The three water associations argued that creating an SRF “preference” within WIFIA, as the Boozman bill would do, “would consume an enormous amount of budget authority with the interest rate subsidy, resulting in a dramatically lower leveraging ratio of just 6:1.”

While the Boozman draft has not germinated into a bill at this writing, a bi-partisan House bill extending WIFIA’s authorization was introduced in 2017 and probably has a better chance of moving forward and passing, in some shape, in 2018. Rep. Brian Mast (R-Fla.) is the lead sponsor of the Water Infrastructure Finance and Innovation Reauthorization Act of 2017, which extends WIFIA until 2024 and doubles the authorization to $90 million. The WIFIA authorization level for fiscal 2018, which began last Oct. 1, is $45 million. President Trump only asked for $20 million. Congress has not passed a 2018 appropriation bill yet, so the budget for WIFIA and all other federal programs for 2018 are not set.

The Trump Administration is asking for $863 million for the Drinking Water SRF and $1.39 billion for the Clean Water SRF in fiscal 2018. The SRFs would get $1.6 million and $2.65 million increases, respectively, over their 2017 budgets if the appropriations committees in Congress ratify those numbers.

Both the WIFIA and SRFs are important underground water programs, but sewer and drinking water projects are also funded by private activity bonds used by municipalities. They will continue to be used in 2018, despite a threat to eliminate their tax advantaged status by the House via a provision in its version of the tax reform legislation. The final bill passed by Congress maintains tax deductibility for the interest costs of PABs, but it repeals the ability to advance refund municipal bonds. Under current law, governmental bonds and 501(c)(3) bonds are permitted after.

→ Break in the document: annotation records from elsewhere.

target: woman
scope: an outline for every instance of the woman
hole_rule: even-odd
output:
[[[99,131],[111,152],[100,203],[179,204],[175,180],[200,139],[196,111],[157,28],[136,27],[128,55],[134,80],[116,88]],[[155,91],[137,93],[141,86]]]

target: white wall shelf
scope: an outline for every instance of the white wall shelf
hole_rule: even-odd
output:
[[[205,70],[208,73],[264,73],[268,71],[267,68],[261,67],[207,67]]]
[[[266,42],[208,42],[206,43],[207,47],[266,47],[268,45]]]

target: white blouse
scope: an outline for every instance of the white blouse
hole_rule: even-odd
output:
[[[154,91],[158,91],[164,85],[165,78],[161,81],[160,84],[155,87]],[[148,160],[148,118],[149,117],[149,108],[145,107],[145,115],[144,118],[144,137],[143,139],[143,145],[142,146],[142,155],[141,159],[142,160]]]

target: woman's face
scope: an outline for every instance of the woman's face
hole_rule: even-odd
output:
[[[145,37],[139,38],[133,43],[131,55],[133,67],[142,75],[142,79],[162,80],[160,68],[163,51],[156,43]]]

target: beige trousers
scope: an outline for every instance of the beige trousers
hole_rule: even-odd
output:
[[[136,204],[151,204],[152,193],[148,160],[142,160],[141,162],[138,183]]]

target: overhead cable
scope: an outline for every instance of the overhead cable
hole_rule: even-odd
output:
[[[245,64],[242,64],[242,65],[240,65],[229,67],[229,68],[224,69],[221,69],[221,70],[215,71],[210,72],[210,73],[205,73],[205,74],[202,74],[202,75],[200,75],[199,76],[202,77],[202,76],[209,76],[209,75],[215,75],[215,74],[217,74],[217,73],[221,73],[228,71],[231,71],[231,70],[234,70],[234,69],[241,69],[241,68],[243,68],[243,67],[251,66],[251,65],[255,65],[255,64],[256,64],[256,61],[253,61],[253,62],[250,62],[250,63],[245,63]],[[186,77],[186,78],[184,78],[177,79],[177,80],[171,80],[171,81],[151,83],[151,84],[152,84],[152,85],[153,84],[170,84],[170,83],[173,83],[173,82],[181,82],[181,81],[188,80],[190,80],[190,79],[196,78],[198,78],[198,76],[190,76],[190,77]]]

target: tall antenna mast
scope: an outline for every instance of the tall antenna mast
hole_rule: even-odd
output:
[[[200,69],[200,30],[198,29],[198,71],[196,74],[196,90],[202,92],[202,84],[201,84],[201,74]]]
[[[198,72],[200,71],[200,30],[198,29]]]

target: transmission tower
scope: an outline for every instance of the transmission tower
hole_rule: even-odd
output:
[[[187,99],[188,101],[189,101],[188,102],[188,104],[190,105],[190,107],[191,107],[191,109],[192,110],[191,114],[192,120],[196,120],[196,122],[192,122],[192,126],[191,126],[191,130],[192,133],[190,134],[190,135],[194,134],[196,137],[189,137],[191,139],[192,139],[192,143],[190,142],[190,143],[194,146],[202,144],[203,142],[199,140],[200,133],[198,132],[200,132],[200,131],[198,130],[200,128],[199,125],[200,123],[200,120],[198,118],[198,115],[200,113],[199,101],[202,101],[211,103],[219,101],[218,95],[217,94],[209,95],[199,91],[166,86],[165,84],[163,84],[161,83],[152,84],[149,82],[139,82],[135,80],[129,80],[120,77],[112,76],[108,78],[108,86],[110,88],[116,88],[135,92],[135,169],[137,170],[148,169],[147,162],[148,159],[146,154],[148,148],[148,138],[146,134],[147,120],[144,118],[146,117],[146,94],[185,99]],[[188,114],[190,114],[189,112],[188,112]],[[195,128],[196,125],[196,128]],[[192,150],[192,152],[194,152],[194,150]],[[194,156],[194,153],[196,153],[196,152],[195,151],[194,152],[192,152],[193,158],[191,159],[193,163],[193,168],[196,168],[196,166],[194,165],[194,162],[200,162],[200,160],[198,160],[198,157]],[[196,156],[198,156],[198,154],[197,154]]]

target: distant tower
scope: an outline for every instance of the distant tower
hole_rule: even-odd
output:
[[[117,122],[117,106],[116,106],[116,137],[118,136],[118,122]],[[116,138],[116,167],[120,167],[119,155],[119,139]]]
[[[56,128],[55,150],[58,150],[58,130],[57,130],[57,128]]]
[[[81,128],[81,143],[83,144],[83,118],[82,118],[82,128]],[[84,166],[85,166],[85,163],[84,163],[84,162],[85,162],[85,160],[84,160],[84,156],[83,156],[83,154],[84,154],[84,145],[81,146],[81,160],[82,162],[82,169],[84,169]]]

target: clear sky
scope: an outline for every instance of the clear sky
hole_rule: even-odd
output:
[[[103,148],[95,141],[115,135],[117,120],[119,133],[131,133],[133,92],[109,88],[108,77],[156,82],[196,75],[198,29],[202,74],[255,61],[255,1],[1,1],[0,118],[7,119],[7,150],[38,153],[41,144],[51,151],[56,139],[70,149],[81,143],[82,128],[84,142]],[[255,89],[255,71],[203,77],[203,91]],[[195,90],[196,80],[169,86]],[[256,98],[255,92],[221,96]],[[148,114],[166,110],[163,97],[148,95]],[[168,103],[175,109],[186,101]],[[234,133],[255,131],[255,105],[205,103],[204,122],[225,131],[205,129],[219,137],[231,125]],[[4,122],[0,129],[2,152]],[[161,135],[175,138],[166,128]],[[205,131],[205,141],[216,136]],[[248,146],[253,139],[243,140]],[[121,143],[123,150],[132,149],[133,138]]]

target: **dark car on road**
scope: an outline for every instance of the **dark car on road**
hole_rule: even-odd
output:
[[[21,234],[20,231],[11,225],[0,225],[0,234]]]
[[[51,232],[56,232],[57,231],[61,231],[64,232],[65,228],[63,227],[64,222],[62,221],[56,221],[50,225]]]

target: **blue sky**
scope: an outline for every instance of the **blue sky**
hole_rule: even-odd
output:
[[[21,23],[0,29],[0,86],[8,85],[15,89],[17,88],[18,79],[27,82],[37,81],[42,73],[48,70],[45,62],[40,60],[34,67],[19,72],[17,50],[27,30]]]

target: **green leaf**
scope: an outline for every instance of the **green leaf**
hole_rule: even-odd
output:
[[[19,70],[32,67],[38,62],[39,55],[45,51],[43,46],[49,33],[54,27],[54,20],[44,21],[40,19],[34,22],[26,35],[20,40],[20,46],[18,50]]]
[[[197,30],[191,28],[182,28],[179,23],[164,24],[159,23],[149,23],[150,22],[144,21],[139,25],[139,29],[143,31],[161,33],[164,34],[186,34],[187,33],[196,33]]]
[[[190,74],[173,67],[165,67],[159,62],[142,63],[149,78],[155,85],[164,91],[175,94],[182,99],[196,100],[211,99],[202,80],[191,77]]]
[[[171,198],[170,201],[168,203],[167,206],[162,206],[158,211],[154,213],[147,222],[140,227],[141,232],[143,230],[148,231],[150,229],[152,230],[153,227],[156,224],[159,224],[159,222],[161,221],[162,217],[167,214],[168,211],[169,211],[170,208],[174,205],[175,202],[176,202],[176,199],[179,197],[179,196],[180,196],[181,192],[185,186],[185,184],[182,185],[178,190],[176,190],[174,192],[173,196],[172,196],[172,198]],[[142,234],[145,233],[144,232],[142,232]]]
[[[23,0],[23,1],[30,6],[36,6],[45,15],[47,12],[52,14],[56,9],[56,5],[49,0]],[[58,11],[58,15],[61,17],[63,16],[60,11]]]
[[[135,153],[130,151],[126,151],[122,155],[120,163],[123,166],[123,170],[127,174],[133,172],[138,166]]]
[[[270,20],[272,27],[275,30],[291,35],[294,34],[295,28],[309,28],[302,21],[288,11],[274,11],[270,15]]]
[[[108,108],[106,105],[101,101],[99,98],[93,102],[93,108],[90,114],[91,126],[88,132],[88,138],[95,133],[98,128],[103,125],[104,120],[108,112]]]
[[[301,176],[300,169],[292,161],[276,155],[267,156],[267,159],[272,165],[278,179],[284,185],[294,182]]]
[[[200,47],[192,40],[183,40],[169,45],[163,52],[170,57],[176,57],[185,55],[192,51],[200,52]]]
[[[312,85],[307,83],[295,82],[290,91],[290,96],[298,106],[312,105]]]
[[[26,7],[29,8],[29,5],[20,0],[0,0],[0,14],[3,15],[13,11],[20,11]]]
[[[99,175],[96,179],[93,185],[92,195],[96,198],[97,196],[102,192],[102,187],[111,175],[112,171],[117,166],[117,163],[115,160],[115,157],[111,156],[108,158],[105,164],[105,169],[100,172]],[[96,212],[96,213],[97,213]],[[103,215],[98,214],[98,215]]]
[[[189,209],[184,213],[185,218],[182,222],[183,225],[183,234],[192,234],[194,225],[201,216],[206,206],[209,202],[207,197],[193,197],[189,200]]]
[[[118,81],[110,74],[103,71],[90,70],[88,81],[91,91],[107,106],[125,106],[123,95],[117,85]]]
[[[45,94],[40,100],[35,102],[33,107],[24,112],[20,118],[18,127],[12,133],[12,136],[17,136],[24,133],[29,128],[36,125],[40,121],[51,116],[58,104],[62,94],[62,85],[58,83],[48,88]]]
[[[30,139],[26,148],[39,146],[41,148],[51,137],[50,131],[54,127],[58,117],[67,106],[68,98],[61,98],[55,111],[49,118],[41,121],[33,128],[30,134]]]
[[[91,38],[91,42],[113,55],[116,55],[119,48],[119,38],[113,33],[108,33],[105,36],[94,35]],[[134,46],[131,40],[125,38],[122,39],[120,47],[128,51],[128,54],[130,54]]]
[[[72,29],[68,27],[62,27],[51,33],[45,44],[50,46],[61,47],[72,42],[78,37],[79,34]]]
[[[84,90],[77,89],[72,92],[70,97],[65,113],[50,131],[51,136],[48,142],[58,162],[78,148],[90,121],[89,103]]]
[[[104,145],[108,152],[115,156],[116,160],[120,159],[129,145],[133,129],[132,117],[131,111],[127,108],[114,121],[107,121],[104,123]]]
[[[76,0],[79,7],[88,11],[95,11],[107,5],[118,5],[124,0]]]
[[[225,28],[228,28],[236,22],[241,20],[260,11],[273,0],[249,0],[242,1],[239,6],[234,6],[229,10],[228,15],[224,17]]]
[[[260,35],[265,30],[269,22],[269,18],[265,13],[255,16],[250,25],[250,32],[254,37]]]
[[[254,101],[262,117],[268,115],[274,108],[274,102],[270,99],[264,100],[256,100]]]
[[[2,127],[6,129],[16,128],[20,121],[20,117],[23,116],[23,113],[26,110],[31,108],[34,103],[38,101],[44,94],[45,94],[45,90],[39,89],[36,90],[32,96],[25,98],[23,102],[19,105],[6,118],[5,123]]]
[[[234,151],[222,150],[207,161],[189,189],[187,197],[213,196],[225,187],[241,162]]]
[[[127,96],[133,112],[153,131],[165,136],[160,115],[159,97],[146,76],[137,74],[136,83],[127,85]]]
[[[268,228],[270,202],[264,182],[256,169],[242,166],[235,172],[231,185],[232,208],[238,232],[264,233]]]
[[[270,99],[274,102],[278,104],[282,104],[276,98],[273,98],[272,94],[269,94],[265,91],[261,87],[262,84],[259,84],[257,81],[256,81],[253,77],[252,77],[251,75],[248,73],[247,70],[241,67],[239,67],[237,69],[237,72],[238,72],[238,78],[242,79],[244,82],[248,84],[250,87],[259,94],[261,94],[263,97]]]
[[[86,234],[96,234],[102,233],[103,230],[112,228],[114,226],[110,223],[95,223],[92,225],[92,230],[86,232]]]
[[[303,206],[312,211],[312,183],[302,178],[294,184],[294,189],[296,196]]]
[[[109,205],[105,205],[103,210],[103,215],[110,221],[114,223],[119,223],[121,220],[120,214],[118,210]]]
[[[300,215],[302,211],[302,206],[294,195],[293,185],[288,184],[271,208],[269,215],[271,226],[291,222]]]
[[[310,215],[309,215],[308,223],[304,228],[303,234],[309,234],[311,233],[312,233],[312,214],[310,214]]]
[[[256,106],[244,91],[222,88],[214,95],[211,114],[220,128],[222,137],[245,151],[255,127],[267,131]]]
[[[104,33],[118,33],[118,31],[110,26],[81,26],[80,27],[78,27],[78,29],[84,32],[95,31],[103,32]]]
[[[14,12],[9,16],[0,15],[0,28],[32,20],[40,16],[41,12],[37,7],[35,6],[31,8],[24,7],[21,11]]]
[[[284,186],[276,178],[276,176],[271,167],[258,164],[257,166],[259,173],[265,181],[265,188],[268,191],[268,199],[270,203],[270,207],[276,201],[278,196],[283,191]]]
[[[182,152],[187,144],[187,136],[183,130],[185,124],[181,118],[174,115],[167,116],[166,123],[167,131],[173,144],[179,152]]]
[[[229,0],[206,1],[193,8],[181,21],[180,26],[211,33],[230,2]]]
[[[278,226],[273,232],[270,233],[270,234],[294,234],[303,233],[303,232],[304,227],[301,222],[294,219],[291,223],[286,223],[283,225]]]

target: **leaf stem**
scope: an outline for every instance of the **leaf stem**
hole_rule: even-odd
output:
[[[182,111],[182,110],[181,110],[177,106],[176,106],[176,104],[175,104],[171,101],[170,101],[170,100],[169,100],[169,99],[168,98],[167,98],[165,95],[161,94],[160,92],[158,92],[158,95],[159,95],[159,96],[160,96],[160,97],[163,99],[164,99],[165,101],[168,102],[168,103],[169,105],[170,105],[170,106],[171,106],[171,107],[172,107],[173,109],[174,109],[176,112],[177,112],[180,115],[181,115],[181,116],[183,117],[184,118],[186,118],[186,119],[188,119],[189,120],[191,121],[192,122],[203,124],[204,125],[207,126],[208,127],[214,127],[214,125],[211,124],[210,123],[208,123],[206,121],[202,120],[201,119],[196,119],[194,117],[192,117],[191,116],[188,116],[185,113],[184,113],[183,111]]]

Emily Brock, director of Federal Liaison Center, Government Finance Officers Association, says groups like hers who support advance refunding will try to reinstate it as part of the discussion on the contents of any infrastructure package. She notes, however, that Rep. Kevin Brady (R-Texas), influential chairman of the House Ways & Means Committee, stated during debate on the tax package that he does not believe private activity bonds fund infrastructure projects. Brady may make another attempt to eliminate the interest deduction for PABs in order to raise some of the $200 billion to fund the infrastructure package.

Lead, copper

On the regulatory front, the EPA plans to publish a proposed rule forcing local public water agencies to upgrade efforts to combat levels of lead and copper in water lines. At hearings in the House Energy & Commerce Committee on Dec. 7, 2017, Scott Pruitt, the EPA administrator, talked about the importance of getting lead out of water service lines and linked President Trump’s comments on the need to address infrastructure to his own feeling that any infrastructure package would “address some of these things,” meaning lead service lines. He said the costs of replacing service lines across the country has been estimated at “as much as $30 billion, or maybe upwards of $50 billion.” He said that he would approach Congress next year to “announce a very strong initiative on a war on lead.” The most ambitious goal would be to require replacement of the roughly 6 to 10 million lead service lines in the country.

Changes to the Obama Administration-issued “Waters of the U.S.” rule are already underway at the EPA. Both the EPA and the Army Corps of Engineers manage applications for permits to dig in wetlands, with the Obama rule expanding the types of bodies of water requiring permits for certain operations, such as digging for pipelines, which has its own Nationwide Permit, number 12. At the Energy and Commerce hearings, Pruitt said his agency would have a proposed rule by April.